Collins, Harry M. Changing Order: Replication and Induction in Scientific Practice. London: Sage Publications, 1985.

Farley, John, and Gerald L. Geison. “Science, Politics and Spontaneous Generation in Nineteenth-Century France: The Pasteur-Pouchet Debate.” Bulletin of the History of Medicine 48, no. 2 (1974): 161-198.

Huang, Yi-Long, and Chih-ch’eng Chang. “The Evolution and Decline of the Ancient Chinese Practice of Watching for the Ethers.” [In English]. East Asian Science, Technology, and Medicine 13, no. 1 (05 Jul. 1996 1996): 82–106.


[1] Harry M. Collins, Changing Order: Replication and Induction in Scientific Practice (London: Sage Publications, 1985), 83–84.

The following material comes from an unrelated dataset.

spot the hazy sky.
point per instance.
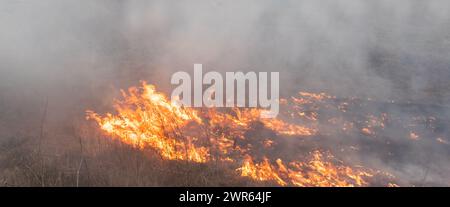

[2] Pierre Bourdieu, Science of Science and Reflexivity, trans. Richard Nice (The University of Chicago Press: Chicago, 2004), 20.

[3] Yi-Long Huang and Chih-ch’eng Chang, “The Evolution and Decline of the Ancient Chinese Practice of Watching for the Ethers,” East Asian Science, Technology, and Medicine 13, no. 1 (1996): 89.

[4] Shengzu Ren huangdi shilu 聖祖仁皇帝實錄 [Veritable Records of the Kangxi Emperor] (Beijing: Zhonghua shuju, 1986), 27.11a, 27.18b.

[5] Huang and Chang, “The Evolution and Decline of the Ancient Chinese Practice of Watching for the Ethers,” 90–102.

[6] John Farley and Gerald L. Geison, “Science, Politics and Spontaneous Generation in Nineteenth-Century France: The Pasteur-Pouchet Debate,” Bulletin of the History of Medicine 48, no. 2 (1974): 191.

[7] Ibid.

[8] E.g. Yang Yinliu, Zhongguo gudai yinyue shigao [A Draft of Ancient Chinese Music History] (Beijing: Renmin yinyue chubanshe, 1981), 1011–1012.